Orange chicken is a dish loved my many people in the United States. Here is my version of orange chicken which is a variation of my dad’s orange chicken recipe. My dad first learned to make orange chicken from a great Hunan Chef during his culinary studies. I learned by watching my dad when I was 16. The key ingredient in most orange chicken recipes is dried orange peel, but you can use orange zest or follow my recipe instead. For a crisp chicken texture even with the sauce, an important step is to use Potato Starch. Make the potato starch/water mixture ahead of time (at least 2 hours ahead). I like to mix the potato starch and water and leave it in the refrigerator overnight.
Serve orange chicken with fried rice, steamed rice, or even lo mein.
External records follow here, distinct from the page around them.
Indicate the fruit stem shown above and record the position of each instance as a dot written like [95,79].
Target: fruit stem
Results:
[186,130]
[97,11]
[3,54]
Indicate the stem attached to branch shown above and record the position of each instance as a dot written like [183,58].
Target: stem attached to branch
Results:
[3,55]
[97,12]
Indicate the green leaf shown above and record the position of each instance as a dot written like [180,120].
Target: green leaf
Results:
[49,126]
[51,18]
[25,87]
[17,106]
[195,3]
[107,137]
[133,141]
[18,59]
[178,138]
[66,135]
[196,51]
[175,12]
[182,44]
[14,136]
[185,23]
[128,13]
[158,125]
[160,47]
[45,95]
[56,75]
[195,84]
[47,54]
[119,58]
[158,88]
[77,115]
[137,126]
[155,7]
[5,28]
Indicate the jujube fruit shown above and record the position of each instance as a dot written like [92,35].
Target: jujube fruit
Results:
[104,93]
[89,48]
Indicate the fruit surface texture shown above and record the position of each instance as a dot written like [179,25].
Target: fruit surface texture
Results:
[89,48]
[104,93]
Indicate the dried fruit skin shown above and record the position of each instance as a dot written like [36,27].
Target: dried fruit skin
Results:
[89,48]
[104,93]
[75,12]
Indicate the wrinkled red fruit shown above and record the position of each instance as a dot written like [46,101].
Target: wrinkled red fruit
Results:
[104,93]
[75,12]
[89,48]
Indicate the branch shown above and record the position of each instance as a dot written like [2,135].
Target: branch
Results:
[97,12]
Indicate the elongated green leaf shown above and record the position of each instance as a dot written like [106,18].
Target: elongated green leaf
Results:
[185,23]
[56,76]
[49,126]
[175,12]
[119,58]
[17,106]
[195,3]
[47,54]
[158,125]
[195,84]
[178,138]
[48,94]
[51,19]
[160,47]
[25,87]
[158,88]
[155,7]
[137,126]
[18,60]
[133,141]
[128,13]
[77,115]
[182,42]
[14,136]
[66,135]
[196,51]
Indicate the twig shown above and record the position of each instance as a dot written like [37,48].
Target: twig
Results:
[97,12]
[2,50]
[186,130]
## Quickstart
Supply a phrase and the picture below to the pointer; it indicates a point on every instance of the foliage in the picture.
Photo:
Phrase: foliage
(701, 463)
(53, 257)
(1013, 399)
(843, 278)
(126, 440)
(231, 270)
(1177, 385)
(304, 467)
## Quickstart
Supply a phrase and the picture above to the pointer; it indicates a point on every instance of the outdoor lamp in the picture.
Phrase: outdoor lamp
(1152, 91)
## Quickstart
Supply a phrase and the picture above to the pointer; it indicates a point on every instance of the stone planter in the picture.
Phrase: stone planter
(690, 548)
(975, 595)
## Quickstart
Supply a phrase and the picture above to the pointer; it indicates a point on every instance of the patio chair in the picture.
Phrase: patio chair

This recipe makes about 3 servings
- 10 oz Chicken Leg Meat
- a little bit salt and pepper to season meat
- 1 egg white
- 7 tablespoon Potato Starch
- 6 tablespoon water
- oil to fry
For the sauce:
- 1 teaspoon minced garlic
- 1/2 teaspoon grated ginger
- 1 green onion chopped
- 1 tablespoon chili oil
- 3 tablespoon fresh squeezed orange juice
- 3 tablespoon orange peel water
- 2 1/2 tablespoon sugar
- 1 1/2 tablespoon rice vinegar
- 1 tablespoon soy sauce
- 1/2 tablespoon potato starch and 2 tablespoon water
- Mix 7 tablespoon Potato Starch with 6 tablespoon water and let the potato starch settle in the refrigerator for at least 2 hours (overnight preferred). Squeeze an orange until you have 3 tablespoon fresh orange juice. Boil the left over peels in 1 1/2 cup water for 10 minutes. Let it cool down a bit (you’ll only use 3 tablespoon of the orange peel water).
- Mix the fresh orange juice, orange peel water, sugar, rice vinegar, and soy sauce in an easy pour container. Prepare the other sauce ingredients on the side. Cut chicken to bite sized pieces and lightly season with salt and pepper.
- When the potato starch and water have separated completely, drain the water. Mash the potato starch with a spoon and mix with the chicken and 1 egg white.
- Deep Fry the chicken at 375 degrees F for about 3 minutes. Drain the oil from the chicken on a paper towel and wait for the oil to heat back up. Fry all the chicken together once more for about another 3 to 4 minutes. This will keep the chicken crisp even when the sauce is added. Stir the oil with long chopsticks to let the steam (moisture) out once in a while.
- In a wok, add 1 tablespoon chili oil and quickly stir-fry the minced garlic, ginger, and green onion. When aromatic, add the orange sauce mixture and stir well. When it comes to a boil, quickly mix 1/2 tablespoon potato starch and 2 tablespoon water and add to the orange sauce mixture. Keep stirring and when the sauce thickens, add the fried chicken and sauté until the chicken is completely covered in sauce.
- Move to a dish and garnish with fresh orange slices if desired. Serve with fried or steamed rice or lo mein.